Back to Bytebase

Sheet API Redesign

docs/plans/2025-12-16-sheet-api-redesign.md

3.17.18.1 KB
Original Source

Sheet API Redesign

Problem

The current GetSheet and GetSheetStatementByID APIs are confusing for callers:

  1. Unclear method choice: Callers don't know when to use GetSheet vs GetSheetStatementByID
  2. Confusing LoadFull flag: The LoadFull boolean in FindSheetMessage is not self-documenting
  3. Dual caching complexity: Two separate caches (sheetCache and sheetStatementCache) with different behaviors make reasoning difficult
  4. Dual-call pattern: Many callers make two database calls when they need both metadata and full statement

Current Issues

Pattern 1: Statement-only callers (5 locations)

go
statement, err := store.GetSheetStatementByID(ctx, sheetID)

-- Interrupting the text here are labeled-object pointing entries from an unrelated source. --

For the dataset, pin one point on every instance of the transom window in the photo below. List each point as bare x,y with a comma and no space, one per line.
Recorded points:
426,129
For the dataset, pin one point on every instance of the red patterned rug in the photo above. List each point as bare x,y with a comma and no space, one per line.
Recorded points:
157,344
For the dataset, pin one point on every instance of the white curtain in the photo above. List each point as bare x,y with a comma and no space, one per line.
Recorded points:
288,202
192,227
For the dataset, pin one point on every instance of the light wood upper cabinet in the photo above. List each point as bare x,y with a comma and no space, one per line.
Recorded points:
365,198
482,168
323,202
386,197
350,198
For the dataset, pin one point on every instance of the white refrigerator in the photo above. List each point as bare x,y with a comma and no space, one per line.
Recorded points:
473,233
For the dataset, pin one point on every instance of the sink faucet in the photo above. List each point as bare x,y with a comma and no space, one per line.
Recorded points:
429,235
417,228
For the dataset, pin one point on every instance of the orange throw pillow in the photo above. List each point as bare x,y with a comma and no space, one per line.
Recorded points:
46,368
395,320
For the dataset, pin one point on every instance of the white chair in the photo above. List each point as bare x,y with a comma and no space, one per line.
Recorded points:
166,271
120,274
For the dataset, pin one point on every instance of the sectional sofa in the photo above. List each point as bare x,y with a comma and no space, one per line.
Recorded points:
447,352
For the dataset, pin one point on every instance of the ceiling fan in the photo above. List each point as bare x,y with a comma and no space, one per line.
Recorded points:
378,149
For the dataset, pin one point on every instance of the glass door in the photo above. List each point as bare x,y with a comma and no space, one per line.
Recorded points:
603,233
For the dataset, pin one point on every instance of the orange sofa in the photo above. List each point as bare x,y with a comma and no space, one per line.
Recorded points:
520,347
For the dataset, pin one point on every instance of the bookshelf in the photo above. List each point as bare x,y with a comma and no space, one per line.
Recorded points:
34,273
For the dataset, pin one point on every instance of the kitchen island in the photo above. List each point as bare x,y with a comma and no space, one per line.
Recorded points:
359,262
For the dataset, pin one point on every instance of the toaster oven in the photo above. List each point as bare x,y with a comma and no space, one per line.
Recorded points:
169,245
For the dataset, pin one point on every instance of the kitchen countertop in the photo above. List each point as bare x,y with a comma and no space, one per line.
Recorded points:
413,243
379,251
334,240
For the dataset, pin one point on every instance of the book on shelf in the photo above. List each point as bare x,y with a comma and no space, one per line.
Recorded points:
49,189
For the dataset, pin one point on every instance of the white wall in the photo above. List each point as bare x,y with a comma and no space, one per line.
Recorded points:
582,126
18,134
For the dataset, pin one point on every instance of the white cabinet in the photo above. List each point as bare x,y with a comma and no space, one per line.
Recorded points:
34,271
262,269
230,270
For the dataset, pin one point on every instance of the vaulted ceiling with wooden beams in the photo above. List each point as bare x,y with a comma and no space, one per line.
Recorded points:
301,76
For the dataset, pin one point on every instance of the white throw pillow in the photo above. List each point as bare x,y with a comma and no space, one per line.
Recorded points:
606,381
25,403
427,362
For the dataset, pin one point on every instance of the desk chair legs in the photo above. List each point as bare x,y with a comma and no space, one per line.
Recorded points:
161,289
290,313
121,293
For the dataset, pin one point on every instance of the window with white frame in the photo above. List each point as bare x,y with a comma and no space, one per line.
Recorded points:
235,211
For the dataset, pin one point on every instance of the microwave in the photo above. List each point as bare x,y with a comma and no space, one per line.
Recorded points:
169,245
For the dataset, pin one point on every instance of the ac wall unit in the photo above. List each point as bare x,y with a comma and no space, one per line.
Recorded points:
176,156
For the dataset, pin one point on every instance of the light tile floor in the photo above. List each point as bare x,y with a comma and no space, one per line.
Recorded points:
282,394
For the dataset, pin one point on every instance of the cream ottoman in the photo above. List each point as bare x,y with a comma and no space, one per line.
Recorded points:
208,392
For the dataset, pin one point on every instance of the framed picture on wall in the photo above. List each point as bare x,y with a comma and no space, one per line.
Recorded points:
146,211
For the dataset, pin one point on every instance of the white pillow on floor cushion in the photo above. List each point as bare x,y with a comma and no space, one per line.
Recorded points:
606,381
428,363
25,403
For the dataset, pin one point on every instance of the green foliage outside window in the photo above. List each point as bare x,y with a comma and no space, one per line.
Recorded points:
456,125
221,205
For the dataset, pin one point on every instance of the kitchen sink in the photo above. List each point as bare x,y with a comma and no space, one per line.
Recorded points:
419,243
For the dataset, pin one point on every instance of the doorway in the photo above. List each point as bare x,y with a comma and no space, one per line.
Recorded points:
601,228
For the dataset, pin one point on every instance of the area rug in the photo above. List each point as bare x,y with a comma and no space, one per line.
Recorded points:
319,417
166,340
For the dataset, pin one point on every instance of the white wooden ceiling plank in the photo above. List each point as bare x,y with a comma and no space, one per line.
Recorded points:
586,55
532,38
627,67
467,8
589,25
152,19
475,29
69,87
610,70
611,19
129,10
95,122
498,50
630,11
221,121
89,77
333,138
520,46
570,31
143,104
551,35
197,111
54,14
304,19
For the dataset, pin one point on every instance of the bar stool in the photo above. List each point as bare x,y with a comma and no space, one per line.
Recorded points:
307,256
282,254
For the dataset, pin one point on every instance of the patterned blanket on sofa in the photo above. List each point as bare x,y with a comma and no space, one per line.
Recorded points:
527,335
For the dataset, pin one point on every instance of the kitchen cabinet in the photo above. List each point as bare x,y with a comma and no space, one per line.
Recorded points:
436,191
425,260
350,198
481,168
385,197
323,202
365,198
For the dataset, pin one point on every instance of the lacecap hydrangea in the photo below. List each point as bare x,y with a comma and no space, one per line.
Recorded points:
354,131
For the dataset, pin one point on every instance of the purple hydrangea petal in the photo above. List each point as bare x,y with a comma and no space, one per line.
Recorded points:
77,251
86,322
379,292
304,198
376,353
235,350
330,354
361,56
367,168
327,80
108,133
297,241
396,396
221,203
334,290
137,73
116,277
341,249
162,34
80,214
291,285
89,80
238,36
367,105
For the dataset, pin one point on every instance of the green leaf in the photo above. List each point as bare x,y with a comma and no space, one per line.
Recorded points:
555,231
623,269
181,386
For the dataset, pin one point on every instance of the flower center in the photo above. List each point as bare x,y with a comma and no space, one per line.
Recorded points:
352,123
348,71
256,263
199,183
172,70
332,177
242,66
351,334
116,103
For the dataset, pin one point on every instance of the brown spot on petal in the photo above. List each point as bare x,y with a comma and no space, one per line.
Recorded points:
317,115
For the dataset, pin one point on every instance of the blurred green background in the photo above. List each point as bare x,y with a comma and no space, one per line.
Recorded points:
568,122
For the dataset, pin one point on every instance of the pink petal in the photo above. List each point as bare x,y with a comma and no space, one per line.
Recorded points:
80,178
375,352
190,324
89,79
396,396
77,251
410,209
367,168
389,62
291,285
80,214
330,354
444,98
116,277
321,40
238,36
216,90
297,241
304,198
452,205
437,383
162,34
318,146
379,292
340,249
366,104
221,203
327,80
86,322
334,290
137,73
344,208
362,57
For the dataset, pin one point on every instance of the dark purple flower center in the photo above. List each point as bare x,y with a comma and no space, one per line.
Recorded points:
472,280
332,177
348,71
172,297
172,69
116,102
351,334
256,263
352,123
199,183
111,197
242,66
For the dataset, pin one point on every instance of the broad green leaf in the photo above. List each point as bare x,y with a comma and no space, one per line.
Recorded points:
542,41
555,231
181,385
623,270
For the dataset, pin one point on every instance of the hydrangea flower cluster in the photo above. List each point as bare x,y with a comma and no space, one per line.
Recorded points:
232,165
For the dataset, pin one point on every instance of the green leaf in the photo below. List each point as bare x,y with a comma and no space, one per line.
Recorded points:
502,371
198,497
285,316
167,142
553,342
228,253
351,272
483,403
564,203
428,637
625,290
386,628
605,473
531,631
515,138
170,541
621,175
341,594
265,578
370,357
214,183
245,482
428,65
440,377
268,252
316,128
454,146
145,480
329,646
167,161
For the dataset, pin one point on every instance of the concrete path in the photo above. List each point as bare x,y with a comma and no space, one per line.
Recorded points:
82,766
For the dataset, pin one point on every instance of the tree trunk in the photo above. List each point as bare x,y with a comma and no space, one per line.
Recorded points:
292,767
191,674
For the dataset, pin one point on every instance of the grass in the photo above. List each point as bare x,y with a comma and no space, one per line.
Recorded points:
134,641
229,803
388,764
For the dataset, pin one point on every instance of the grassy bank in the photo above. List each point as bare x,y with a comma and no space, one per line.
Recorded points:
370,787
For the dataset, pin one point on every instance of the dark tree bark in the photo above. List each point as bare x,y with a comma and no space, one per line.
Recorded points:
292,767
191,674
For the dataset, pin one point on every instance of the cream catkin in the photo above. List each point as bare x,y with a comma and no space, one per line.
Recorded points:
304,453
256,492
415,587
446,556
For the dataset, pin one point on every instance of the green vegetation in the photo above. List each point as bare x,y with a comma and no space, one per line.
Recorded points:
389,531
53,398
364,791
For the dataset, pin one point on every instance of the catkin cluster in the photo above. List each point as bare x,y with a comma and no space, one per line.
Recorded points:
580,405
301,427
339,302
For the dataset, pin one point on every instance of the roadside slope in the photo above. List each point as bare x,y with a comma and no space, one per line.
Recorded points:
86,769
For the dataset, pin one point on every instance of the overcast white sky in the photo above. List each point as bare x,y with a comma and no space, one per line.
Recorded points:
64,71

Uses sheetStatementCache (10 entries).

Pattern 2: Metadata + Statement callers (4 locations)

go
sheet, err := store.GetSheet(ctx, &FindSheetMessage{UID: &id})
// Check sheet.Size > MaxSheetCheckSize
statement, err := store.GetSheetStatementByID(ctx, id)

Makes two DB queries because the first call uses sheetCache (truncated) and second uses sheetStatementCache.

Pattern 3: API/Display callers

go
sheet, err := store.GetSheet(ctx, &FindSheetMessage{UID: &id, LoadFull: raw})

LoadFull flag toggles between truncated (2MB) and full statement.

Solution

Replace the confusing APIs with two purpose-specific methods that clearly communicate intent.

API Design

New Methods:

go
// GetSheetMetadata gets a sheet with truncated statement (max 2MB).
// Use this when you need to check sheet.Size or other metadata before processing.
// Statement field will be truncated to MaxSheetSize (2MB).
func (s *Store) GetSheetMetadata(ctx context.Context, id int) (*SheetMessage, error)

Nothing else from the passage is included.